The inspector general had to walk a fine political line between vociferous Republican criticisms of the operation begun during the Obama administration and Democratic defenses of Holder.
"We found no evidence that the attorney general was aware" of Operation Fast and Furious or the much-disputed "gun-walking" tactic associated with it, Horowitz told Democratic Delegate Eleanor Holmes Norton of the District of Columbia.
Fast and Furious began in October 2009 and Horowitz said subordinates should have told Holder about it well before 2011.
President Barack Obama, on the Spanish-language television network Univision, said Thursday the gun-trafficking operation in Arizona had been "completely wrongheaded," but said he retains confidence in Holder.
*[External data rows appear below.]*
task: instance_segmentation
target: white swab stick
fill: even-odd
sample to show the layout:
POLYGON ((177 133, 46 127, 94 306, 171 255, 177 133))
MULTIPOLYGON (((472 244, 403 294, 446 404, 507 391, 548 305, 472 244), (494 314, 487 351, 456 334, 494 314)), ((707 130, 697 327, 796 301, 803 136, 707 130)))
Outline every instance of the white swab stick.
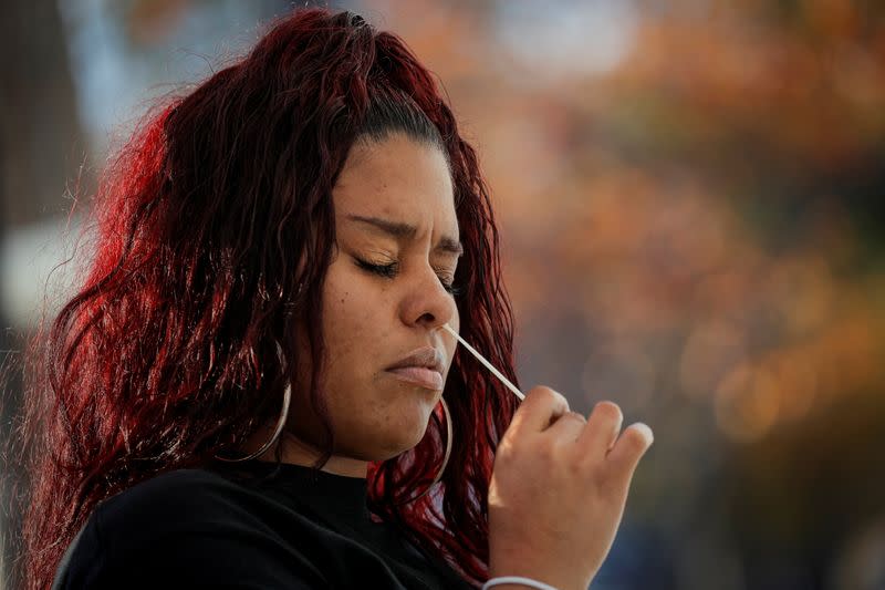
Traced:
POLYGON ((448 330, 448 332, 449 332, 451 335, 454 335, 455 338, 457 338, 457 339, 458 339, 458 342, 460 342, 461 344, 464 344, 464 345, 465 345, 465 348, 466 348, 467 350, 469 350, 470 352, 472 352, 472 353, 473 353, 473 356, 476 356, 477 359, 479 359, 479 362, 481 362, 482 364, 485 364, 485 365, 486 365, 486 369, 488 369, 489 371, 491 371, 491 374, 492 374, 492 375, 494 375, 494 376, 497 376, 498 379, 500 379, 500 380, 501 380, 501 383, 503 383, 504 385, 507 385, 508 387, 510 387, 510 391, 512 391, 512 392, 513 392, 513 393, 517 395, 517 397, 519 397, 520 400, 524 400, 524 398, 525 398, 525 395, 523 395, 523 394, 522 394, 522 392, 521 392, 521 391, 519 391, 519 389, 517 389, 517 386, 516 386, 516 385, 513 385, 512 383, 510 383, 510 380, 508 380, 506 376, 503 376, 503 375, 501 374, 501 372, 500 372, 500 371, 498 371, 497 369, 494 369, 494 368, 491 365, 491 363, 490 363, 489 361, 487 361, 486 359, 483 359, 483 358, 482 358, 482 355, 481 355, 479 352, 477 352, 477 350, 476 350, 473 346, 471 346, 470 344, 468 344, 468 343, 467 343, 467 342, 466 342, 466 341, 465 341, 465 340, 464 340, 464 339, 462 339, 460 335, 458 335, 458 332, 456 332, 455 330, 452 330, 452 329, 449 327, 449 324, 448 324, 448 323, 444 323, 444 324, 442 324, 442 328, 445 328, 446 330, 448 330))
Another point on which Horowitz vindicated Democrats was that risky gun-walking experiments had originated in the administration of Republican President George W. Bush.
Two of the 2,000 weapons thought to have been bought illegally in Fast and Furious were recovered at the scene of a shootout that claimed the life of U.S. border agent Brian Terry.
Yesterday, his parents said they weren't happy with the report. Carolyn Terry said they wanted those responsible put in jail, not slapped on the wrist.